This format is about presenting foundational information, posing a problem, and finding a solution to the problem.  This structure is what stories are built around. It’s more interesting than non-narrative structure (e.g., and, and, and; “just the facts, ma’am”) and less confusing than overly narrative structure that has too many contradictory words (e.g., despite, however, yet) and directions.

The ABT format is effective because we are hardwired to solve problems.  President Trump’s decision to not focus on the great economy during the 2018 midterm elections was a case in point.  There was no problem to solve, so focusing on the economy would not excite his base. Instead he focused on a problem and used narrative structure that follows ABT format to generate enthusiasm for the election.  The economy is great, and we’re creating lots of new jobs.  But a caravan of migrants is going to storm the border.  Therefore, you better get out and vote for candidates who will be strong on immigration because the migrants will steal your jobs.

Much of Story Circles involved examining scientific abstracts and movie synopses to identify narrative structure.  By repeatedly examining the abstracts and synopses, I began to see narrative structure everywhere. Home renovation TV shows, for example, use this structure to full advantage: We bought the house below market value, and the renovation was going well.  But then we discovered the subfloor was totally rotted, which set us back 20 grand.  Therefore, we spent less money on the furnishings and in the end came out under budget.

You don’t need to use the words “and”, “but”, and “therefore” to create narrative structure.  Synonyms such as also, however, and consequently work too. But I also found that you can set up this problem-solution structure without using any of these words.  Ultimately, though, the simple ABT template provides a framework for organizing what you wish to say in a compelling way.

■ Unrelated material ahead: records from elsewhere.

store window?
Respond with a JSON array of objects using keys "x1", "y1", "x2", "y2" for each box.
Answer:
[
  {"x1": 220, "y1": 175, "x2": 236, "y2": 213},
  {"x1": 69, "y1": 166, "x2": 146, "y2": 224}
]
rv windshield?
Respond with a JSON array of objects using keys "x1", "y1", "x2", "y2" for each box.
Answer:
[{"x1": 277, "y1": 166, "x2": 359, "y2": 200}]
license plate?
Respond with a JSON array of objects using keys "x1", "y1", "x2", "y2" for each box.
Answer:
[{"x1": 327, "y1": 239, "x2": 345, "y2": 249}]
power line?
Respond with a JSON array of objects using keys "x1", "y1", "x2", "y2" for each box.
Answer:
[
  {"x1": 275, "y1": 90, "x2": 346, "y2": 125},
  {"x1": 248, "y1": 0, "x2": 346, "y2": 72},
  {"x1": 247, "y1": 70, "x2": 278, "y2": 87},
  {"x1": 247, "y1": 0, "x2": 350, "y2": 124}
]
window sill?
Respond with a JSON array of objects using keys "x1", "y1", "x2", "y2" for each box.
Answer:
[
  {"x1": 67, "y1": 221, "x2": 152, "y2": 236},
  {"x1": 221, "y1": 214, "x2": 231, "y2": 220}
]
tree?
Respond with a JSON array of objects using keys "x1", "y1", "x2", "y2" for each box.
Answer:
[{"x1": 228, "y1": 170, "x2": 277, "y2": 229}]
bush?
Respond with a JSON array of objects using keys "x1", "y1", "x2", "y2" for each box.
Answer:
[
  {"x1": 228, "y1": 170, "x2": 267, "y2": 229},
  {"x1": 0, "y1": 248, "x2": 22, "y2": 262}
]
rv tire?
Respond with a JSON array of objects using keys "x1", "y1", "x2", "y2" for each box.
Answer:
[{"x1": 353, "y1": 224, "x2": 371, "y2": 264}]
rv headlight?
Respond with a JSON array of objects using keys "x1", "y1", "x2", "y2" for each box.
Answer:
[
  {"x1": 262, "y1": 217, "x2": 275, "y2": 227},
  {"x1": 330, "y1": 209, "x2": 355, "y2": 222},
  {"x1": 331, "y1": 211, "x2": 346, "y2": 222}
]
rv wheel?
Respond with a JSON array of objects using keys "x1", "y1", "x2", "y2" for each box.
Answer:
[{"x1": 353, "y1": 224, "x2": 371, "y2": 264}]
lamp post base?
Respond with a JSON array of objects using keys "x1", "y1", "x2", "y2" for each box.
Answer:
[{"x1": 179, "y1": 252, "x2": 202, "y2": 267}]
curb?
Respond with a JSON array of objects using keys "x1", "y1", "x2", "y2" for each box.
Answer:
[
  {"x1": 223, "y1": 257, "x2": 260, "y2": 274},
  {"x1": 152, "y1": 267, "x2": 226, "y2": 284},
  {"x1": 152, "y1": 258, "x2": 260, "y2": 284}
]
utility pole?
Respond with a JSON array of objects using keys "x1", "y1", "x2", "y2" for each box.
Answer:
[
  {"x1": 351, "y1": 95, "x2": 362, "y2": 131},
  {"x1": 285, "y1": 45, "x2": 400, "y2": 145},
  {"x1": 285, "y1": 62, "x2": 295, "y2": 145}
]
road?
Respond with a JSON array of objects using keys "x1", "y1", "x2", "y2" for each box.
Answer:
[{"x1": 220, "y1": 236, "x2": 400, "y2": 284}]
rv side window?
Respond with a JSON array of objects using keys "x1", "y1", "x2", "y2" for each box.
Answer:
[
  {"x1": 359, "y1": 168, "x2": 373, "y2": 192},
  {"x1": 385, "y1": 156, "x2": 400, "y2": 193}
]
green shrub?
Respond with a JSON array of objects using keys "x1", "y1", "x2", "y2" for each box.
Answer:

It’s not enough to just read about effective communication techniques or listen to good communicators.  Developing what Randy calls narrative intuition requires practice. So, to communicate more effectively, I encourage you to practice telling your science stories using the ABT narrative structure.  As actor and science communicator Alan Alda observed, “I’ve been listening to good pianists all my life, and I still can’t play the piano.”